Based on CMS inspection data, ALLISON CARE CENTER has a clean safety record: no substantiated abuse findings (meaning no confirmed cases of resident harm), no Immediate Jeopardy citations (the most serious violation level indicating risk of serious injury or death), and is not on the Special Focus Facility watch list (a federal program monitoring the lowest-performing 1% of nursing homes). The facility has a 3-star overall rating and ranks #100 of 100 nursing homes in Colorado. While no facility is perfect, families should still ask about staff-to-resident ratios and recent inspection results during their visit.

Do Nurses at Allison Stick Around?

ALLISON CARE CENTER has a staff turnover rate of 34%, which is about average for Colorado nursing homes (state average: 46%). Moderate turnover is common in nursing homes, but families should still ask about staff tenure and how the facility maintains care continuity when employees leave.

Was Allison Ever Fined?

ALLISON CARE CENTER has been fined $1,690 across 1 penalty action. This is below the Colorado average of $33,096. While any fine indicates a compliance issue, fines under $50,000 are relatively common and typically reflect isolated problems that were subsequently corrected. Families should ask what specific issues led to these fines and confirm they've been resolved.

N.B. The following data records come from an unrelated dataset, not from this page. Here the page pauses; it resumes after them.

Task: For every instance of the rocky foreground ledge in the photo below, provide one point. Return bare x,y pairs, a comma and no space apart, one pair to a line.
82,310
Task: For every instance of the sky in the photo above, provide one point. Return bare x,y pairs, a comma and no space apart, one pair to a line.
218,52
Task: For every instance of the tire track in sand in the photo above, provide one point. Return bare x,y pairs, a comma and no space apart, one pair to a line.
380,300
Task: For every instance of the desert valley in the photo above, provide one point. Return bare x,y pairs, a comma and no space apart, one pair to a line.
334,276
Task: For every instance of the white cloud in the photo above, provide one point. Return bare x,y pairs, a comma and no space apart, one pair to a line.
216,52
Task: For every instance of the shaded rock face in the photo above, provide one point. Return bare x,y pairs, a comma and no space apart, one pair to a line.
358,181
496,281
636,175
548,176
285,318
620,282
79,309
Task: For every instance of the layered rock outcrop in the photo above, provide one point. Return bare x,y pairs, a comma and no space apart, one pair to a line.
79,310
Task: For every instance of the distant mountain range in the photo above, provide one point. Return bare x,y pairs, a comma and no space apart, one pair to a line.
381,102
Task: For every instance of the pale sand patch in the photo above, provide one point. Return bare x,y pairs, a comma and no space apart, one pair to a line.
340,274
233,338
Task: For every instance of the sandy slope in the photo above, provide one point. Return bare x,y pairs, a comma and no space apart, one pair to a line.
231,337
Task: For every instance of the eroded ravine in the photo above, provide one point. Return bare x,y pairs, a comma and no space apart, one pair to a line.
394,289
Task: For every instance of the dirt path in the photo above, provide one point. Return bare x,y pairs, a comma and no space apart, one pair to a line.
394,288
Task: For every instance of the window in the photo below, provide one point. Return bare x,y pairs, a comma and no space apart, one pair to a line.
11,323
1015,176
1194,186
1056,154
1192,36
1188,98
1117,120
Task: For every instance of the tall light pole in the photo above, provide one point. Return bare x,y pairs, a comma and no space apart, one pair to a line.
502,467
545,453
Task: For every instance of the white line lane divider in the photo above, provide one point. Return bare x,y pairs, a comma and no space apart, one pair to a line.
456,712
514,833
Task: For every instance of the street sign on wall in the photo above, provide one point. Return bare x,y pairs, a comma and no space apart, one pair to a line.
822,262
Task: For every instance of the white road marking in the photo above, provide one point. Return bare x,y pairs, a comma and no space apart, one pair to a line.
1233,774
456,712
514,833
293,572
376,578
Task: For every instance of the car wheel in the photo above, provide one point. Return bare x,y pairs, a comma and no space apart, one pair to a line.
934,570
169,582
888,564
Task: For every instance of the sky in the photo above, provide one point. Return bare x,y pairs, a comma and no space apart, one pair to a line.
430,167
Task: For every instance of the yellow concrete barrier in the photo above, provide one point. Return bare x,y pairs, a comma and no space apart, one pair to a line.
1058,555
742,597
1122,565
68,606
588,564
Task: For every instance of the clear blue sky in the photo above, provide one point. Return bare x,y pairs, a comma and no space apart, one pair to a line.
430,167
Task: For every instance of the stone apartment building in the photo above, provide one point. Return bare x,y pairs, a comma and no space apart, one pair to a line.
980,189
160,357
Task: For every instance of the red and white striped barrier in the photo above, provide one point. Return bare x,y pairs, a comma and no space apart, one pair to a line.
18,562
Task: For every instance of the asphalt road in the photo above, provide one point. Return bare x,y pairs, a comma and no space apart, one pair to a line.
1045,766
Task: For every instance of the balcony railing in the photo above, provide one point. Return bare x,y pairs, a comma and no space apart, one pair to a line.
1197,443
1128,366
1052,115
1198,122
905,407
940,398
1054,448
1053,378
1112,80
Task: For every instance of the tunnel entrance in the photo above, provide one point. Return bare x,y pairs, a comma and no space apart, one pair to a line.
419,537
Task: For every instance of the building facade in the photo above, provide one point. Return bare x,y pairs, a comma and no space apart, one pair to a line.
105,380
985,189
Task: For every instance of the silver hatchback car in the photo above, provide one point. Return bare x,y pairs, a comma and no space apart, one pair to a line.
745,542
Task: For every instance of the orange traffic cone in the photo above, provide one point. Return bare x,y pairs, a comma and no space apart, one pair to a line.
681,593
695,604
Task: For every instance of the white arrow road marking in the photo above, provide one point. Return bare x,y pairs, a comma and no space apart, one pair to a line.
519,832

Is Allison on Any Federal Watch List?

ALLISON CARE CENTER is not on any federal watch list. The most significant is the Special Focus Facility (SFF) program, which identifies the bottom 1% of nursing homes nationally based on persistent, serious quality problems. Not being on this list means the facility has avoided the pattern of deficiencies that triggers enhanced federal oversight. This is a positive indicator, though families should still review the facility's inspection history directly.